Films that successfully combine horror and comedy are elusive things to find. The best ones work because they combine a genuine affection and understanding of horror with a willingness to satirize the genre's most improbable and outlandish conventions. Thankfully, I recently found two films that excel at making the mixture of horror and humor work: The Cabin in the Woods and Tucker & Dale vs. Evil. Both are witty spoofs of the familiar horror movie plot where vacationing young people are trapped in a remote location by some kind of menace, but each film takes a different approach to satirizing such an over worn contrivance. Cabin in the Woods uses the plot as a starting point that expands into a gruesome parody of horror cinema in general, while Tucker & Dale use it as the basis for a gory comedy of errors and misunderstandings.

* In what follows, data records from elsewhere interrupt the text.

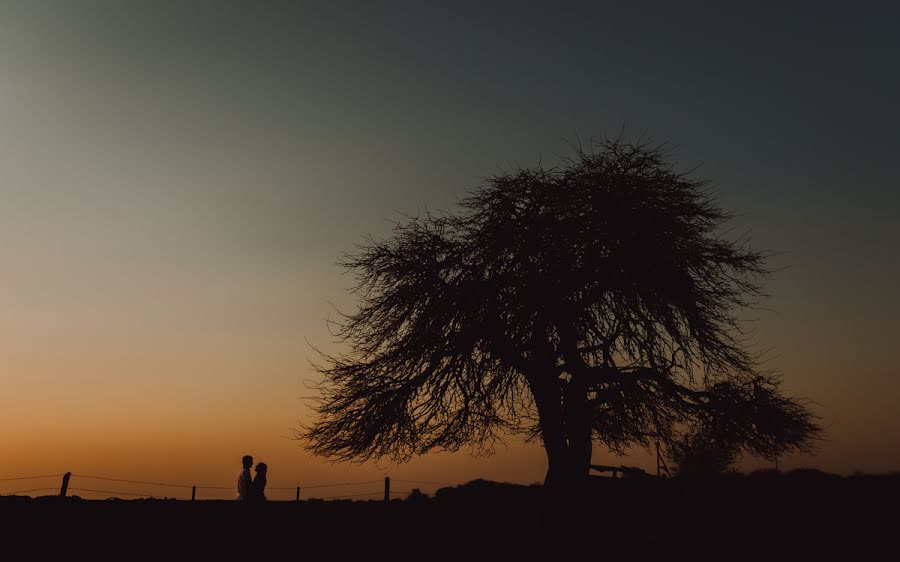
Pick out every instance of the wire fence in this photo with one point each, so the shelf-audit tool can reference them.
(81, 484)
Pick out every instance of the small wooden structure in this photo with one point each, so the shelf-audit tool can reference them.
(628, 471)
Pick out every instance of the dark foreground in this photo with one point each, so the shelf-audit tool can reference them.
(803, 515)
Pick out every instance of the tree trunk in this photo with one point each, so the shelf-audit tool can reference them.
(566, 432)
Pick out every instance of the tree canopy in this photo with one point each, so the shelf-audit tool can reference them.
(593, 302)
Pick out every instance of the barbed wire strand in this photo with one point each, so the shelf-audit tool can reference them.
(26, 491)
(30, 477)
(112, 492)
(131, 481)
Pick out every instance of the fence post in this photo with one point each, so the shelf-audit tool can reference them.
(65, 485)
(657, 461)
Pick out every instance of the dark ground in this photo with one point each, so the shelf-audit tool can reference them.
(803, 515)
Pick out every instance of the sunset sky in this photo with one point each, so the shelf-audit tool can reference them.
(177, 180)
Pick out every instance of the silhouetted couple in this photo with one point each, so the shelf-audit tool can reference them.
(252, 489)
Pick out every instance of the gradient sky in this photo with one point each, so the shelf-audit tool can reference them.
(178, 178)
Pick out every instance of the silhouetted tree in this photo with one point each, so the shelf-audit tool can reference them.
(592, 302)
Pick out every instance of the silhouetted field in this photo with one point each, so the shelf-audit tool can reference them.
(800, 515)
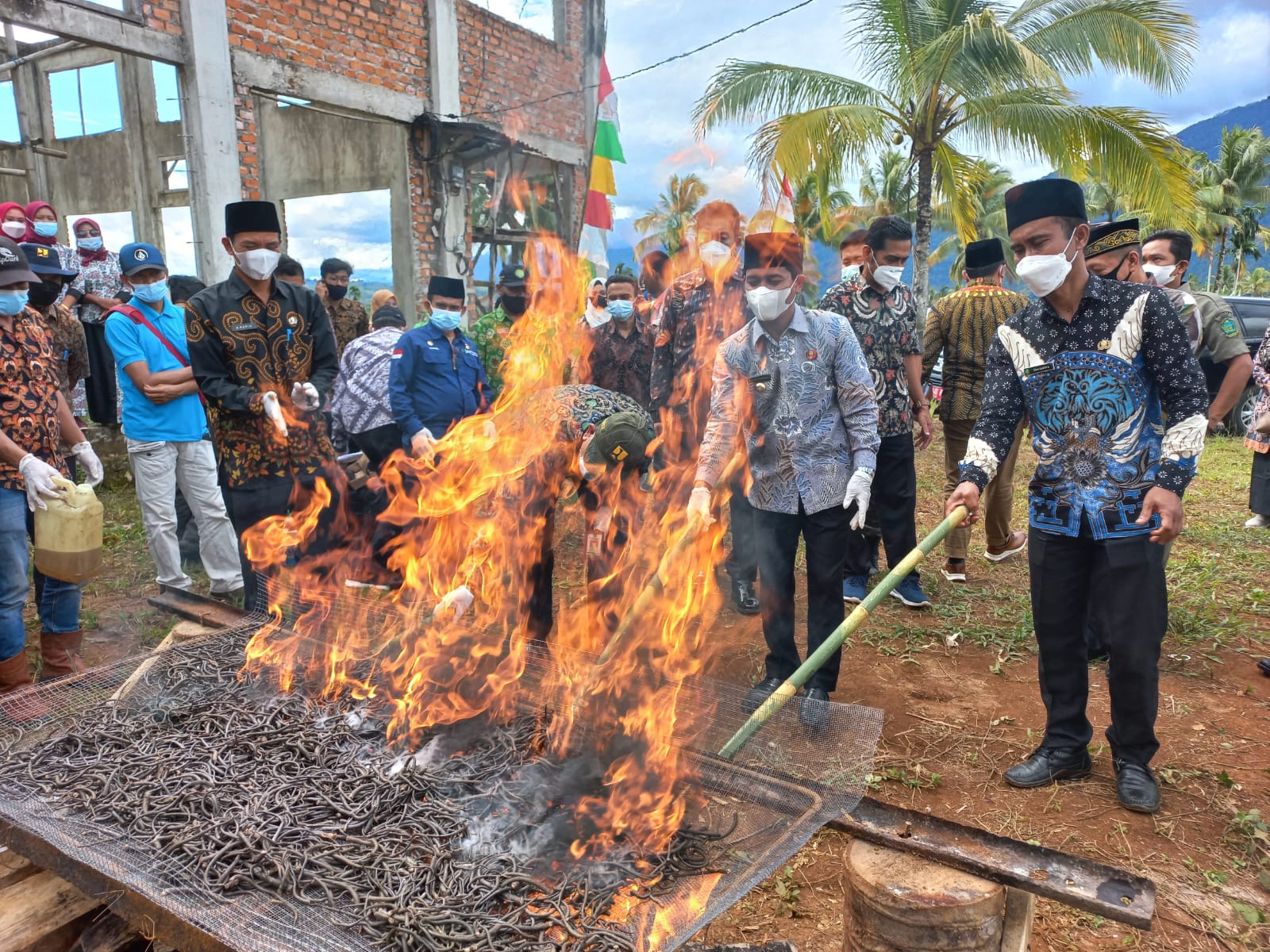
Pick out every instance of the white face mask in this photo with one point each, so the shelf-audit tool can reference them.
(768, 304)
(714, 254)
(260, 263)
(1161, 273)
(1043, 274)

Without giving too much away, Cabin in the Woods is basically a horror movie version of The Truman Show (1998). Both films are commentaries on the insatiable human need to mold real events and emotions into evocative (and sometimes predictable) stories, no matter how rigorously reality refuses to be reduced to such simplification. Yet because Cabin in the Woods incorporates horror and gore into its story, it eschews the sentimentality of Truman Show and instead dives head first into our collective fascination with the things that terrify us, no matter how improbable or ridiculous such things may be.

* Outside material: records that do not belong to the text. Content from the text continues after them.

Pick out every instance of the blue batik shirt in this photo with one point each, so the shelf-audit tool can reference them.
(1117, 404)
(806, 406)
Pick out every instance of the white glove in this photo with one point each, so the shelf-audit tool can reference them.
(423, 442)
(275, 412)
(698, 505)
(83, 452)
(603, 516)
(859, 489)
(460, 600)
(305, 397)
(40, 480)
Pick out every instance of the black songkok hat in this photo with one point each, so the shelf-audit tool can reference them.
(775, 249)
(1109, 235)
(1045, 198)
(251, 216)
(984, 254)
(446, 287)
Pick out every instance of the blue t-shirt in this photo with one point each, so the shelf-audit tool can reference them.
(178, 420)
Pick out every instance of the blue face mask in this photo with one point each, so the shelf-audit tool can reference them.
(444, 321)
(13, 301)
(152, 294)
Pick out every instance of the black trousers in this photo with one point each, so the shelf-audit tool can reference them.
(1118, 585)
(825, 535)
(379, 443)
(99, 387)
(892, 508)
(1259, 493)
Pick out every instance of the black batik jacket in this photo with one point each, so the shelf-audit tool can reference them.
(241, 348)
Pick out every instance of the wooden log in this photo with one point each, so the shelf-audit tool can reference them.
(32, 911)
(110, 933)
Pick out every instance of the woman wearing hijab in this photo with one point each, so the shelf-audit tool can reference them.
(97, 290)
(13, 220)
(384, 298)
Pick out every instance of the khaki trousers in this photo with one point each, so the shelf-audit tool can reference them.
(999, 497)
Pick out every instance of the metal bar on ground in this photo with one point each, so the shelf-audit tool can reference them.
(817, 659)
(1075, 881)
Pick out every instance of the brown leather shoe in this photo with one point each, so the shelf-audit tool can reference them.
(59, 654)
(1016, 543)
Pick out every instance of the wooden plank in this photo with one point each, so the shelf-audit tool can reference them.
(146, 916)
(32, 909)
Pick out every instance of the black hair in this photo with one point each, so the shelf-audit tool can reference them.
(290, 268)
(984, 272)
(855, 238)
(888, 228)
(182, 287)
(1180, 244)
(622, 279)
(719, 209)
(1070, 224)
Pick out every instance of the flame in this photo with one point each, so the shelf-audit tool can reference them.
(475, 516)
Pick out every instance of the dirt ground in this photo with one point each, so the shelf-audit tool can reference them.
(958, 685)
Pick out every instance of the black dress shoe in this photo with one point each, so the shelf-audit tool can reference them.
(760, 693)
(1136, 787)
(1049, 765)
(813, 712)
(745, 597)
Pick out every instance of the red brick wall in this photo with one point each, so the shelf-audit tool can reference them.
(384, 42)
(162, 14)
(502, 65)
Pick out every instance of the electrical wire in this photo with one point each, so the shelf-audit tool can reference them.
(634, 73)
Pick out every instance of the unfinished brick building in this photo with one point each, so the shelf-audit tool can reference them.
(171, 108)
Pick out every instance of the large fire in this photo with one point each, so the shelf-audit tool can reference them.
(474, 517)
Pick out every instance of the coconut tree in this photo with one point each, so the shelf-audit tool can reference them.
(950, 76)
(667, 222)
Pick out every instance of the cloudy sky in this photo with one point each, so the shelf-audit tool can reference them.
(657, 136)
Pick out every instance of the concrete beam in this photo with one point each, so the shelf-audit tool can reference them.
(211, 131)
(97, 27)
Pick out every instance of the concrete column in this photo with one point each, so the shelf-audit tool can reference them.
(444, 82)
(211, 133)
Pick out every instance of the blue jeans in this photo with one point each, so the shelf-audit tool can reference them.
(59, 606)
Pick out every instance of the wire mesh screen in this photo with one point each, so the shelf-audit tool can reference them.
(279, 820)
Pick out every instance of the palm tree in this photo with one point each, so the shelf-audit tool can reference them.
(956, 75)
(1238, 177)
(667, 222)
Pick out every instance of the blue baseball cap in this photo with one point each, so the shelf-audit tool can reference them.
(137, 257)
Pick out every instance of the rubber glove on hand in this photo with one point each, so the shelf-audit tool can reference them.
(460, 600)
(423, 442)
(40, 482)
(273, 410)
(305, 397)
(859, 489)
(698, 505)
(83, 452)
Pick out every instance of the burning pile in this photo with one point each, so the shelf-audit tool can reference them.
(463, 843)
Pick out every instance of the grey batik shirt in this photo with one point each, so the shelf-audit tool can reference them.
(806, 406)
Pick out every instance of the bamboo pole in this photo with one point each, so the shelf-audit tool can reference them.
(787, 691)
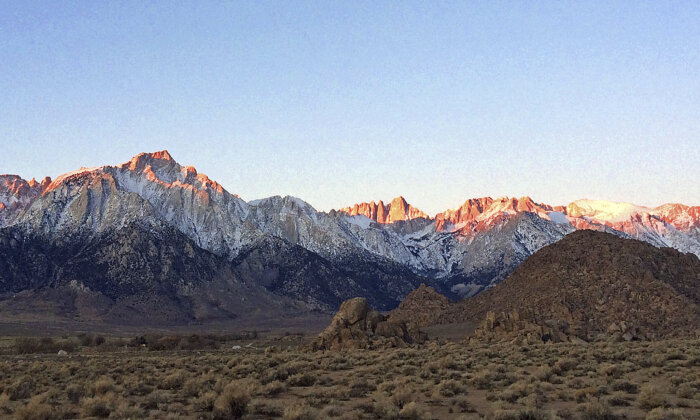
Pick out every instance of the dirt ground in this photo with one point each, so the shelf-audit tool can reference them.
(275, 377)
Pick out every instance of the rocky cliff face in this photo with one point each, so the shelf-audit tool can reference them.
(397, 210)
(374, 250)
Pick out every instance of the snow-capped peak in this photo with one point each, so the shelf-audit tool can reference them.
(397, 210)
(605, 211)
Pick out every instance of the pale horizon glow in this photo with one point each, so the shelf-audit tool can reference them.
(346, 103)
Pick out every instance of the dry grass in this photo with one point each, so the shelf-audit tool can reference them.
(636, 380)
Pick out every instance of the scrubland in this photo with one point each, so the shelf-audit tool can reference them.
(205, 377)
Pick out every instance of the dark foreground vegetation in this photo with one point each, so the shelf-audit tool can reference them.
(243, 376)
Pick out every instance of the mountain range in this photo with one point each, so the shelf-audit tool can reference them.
(152, 230)
(589, 285)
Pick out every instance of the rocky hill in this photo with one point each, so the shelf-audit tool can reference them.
(282, 245)
(591, 285)
(358, 326)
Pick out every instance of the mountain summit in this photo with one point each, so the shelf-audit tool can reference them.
(397, 210)
(282, 244)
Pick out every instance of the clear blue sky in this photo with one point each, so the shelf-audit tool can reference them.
(339, 102)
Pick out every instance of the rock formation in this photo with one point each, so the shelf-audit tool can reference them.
(358, 326)
(422, 306)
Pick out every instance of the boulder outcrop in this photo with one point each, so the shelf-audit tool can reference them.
(358, 326)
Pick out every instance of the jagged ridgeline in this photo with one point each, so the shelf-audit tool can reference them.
(114, 242)
(588, 286)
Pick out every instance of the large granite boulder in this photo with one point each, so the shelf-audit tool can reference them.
(358, 326)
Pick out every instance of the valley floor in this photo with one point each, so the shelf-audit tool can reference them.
(275, 378)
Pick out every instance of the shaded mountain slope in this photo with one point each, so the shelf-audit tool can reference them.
(134, 274)
(592, 283)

Cabin in the Woods was co-written and produced by Joss Whedon, so much of the film's humor stems from its absurd mixtures of the fantastic and the mundane. (Die-hard Whedon fans will also have fun spotting "Whedonverse" alumni such as Amy Acker, Fran Kranz and Tom Lenk.) Furthermore, the film steadily escalates the labyrinthine connections between its characters and situations into an insane, over-the-top conclusion that rivals Peter Jackson's Dead Alive (1992) in the amounts of geysering bloodshed yielded.

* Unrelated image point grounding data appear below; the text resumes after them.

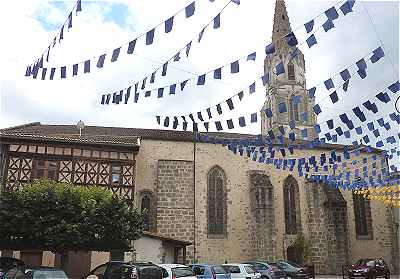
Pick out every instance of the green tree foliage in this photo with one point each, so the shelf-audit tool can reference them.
(47, 215)
(303, 248)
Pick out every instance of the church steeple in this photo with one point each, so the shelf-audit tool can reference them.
(281, 26)
(286, 88)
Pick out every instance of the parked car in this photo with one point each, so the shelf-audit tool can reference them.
(6, 263)
(207, 271)
(369, 268)
(242, 271)
(125, 270)
(267, 271)
(173, 271)
(293, 270)
(41, 272)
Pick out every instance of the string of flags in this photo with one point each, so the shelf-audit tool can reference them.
(205, 115)
(199, 80)
(147, 38)
(45, 56)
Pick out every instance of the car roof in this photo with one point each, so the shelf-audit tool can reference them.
(42, 268)
(172, 265)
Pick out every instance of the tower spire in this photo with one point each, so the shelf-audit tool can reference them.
(281, 26)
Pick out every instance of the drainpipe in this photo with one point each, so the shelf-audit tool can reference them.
(194, 196)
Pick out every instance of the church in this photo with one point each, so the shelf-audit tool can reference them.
(223, 207)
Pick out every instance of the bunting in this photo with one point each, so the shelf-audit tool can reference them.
(45, 56)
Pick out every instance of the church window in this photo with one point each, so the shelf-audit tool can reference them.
(291, 75)
(216, 201)
(293, 109)
(362, 215)
(291, 205)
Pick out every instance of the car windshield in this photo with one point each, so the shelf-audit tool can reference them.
(182, 272)
(218, 269)
(49, 274)
(363, 261)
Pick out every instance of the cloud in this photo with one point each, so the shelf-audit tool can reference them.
(103, 25)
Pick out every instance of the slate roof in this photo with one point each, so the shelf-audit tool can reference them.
(114, 135)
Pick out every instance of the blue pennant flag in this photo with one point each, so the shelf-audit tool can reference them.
(357, 111)
(150, 37)
(115, 54)
(282, 107)
(345, 85)
(383, 97)
(252, 56)
(378, 54)
(345, 74)
(280, 68)
(334, 97)
(309, 26)
(328, 25)
(230, 104)
(311, 92)
(268, 112)
(317, 109)
(331, 13)
(270, 49)
(265, 79)
(370, 126)
(168, 24)
(253, 118)
(311, 41)
(362, 73)
(189, 10)
(330, 123)
(217, 21)
(201, 79)
(160, 92)
(235, 67)
(394, 87)
(242, 121)
(291, 39)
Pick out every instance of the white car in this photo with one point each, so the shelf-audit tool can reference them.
(174, 271)
(242, 271)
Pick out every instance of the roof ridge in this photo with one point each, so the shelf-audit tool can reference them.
(22, 126)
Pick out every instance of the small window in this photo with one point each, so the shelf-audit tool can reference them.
(250, 269)
(182, 272)
(45, 169)
(232, 268)
(218, 269)
(115, 174)
(291, 75)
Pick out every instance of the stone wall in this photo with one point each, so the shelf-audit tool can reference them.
(241, 240)
(175, 200)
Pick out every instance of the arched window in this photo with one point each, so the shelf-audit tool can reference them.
(291, 205)
(293, 109)
(291, 75)
(362, 216)
(216, 203)
(145, 207)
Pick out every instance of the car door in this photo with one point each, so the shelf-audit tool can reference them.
(199, 271)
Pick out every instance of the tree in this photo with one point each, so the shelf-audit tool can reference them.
(47, 215)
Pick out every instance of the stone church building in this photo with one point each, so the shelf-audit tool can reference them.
(228, 207)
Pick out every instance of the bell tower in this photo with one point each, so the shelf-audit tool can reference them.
(284, 88)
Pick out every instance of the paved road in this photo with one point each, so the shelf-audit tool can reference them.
(340, 277)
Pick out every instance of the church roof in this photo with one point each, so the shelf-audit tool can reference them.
(115, 136)
(281, 25)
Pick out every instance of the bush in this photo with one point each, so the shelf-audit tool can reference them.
(47, 215)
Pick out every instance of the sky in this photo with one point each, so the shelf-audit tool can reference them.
(28, 27)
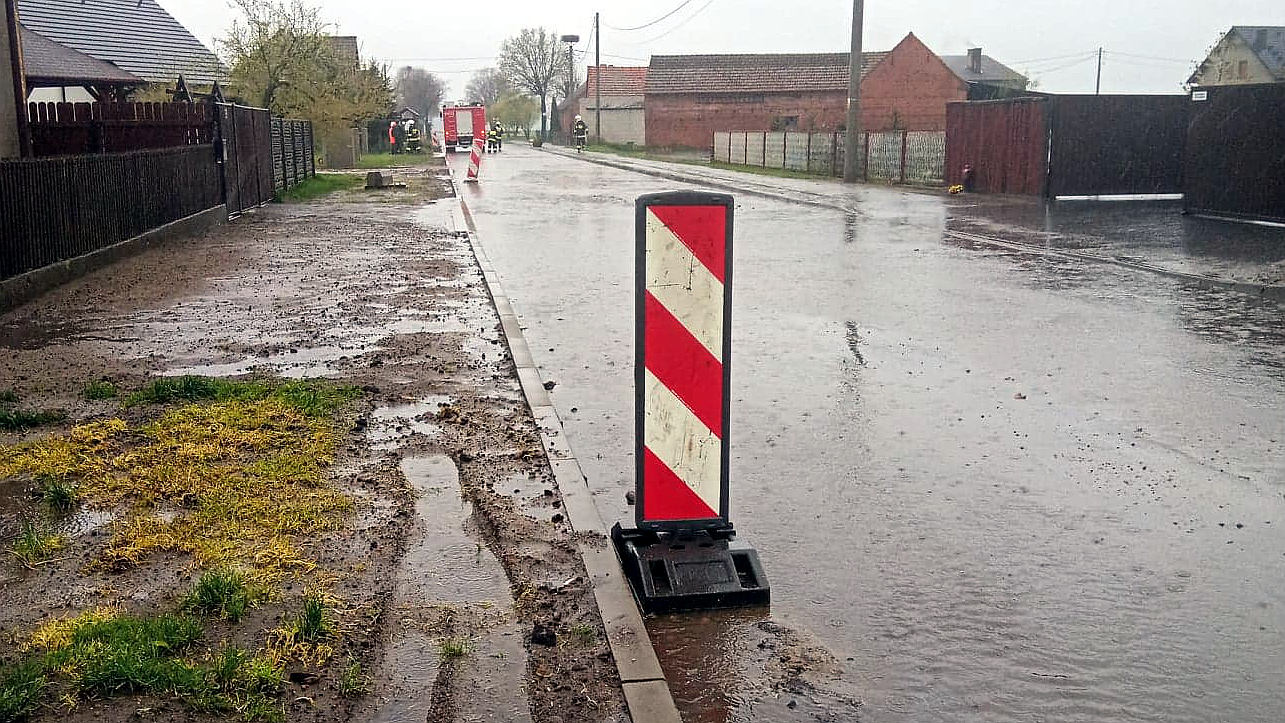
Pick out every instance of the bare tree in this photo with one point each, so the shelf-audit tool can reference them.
(487, 85)
(533, 62)
(273, 48)
(419, 89)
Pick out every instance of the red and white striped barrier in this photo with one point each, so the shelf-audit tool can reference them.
(476, 161)
(684, 348)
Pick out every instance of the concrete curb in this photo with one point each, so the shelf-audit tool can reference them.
(646, 694)
(1267, 292)
(26, 287)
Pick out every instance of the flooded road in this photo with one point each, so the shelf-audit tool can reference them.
(993, 486)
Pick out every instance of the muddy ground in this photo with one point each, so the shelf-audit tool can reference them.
(458, 581)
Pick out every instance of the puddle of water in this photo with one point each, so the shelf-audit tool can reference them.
(443, 565)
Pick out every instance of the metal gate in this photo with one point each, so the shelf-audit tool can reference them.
(1117, 144)
(1235, 156)
(1004, 141)
(246, 153)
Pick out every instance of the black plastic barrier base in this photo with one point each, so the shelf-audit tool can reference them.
(690, 570)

Tucker & Dale begins with a group of college students who are heading into the wooded mountains for weekend vacation, but then shifts its perspective to two well-meaning local rednecks, Tucker (Alan Tudyk) and Dale (Tyler Labine), who have similar plans of their own. A series of hilarious chance encounters between the students and the rednecks build into a murderous misunderstanding that leaves few survivors standing by the film's ending.

Even though Cabin in the Woods has its own style of gore-based humor, Tucker & Dale is a perfect example of "splatstick" humor, humor that has been defined as "physical comedy that involves evisceration". During the film, the college students come to believe that Tucker and Dale are murderous, inbred cannibals who are out to capture kill them, and their attempts to defend themselves from the mild-mannered and accident-prone rednecks result in hilarious, blood-drenched sight gags. (One of the funniest scenes involves a bee hive and a chainsaw. Really.) Fun trivia fact: Whedon was not involved in Tucker & Dale, but Whedon fans will recognize Tudyk from Whedon's Firefly and Dollhouse TV series.

For horror fans who are in the mood for a double feature of giddily gory movies, I highly recommend The Cabin in the Woods and Tucker & Dale vs. Evil.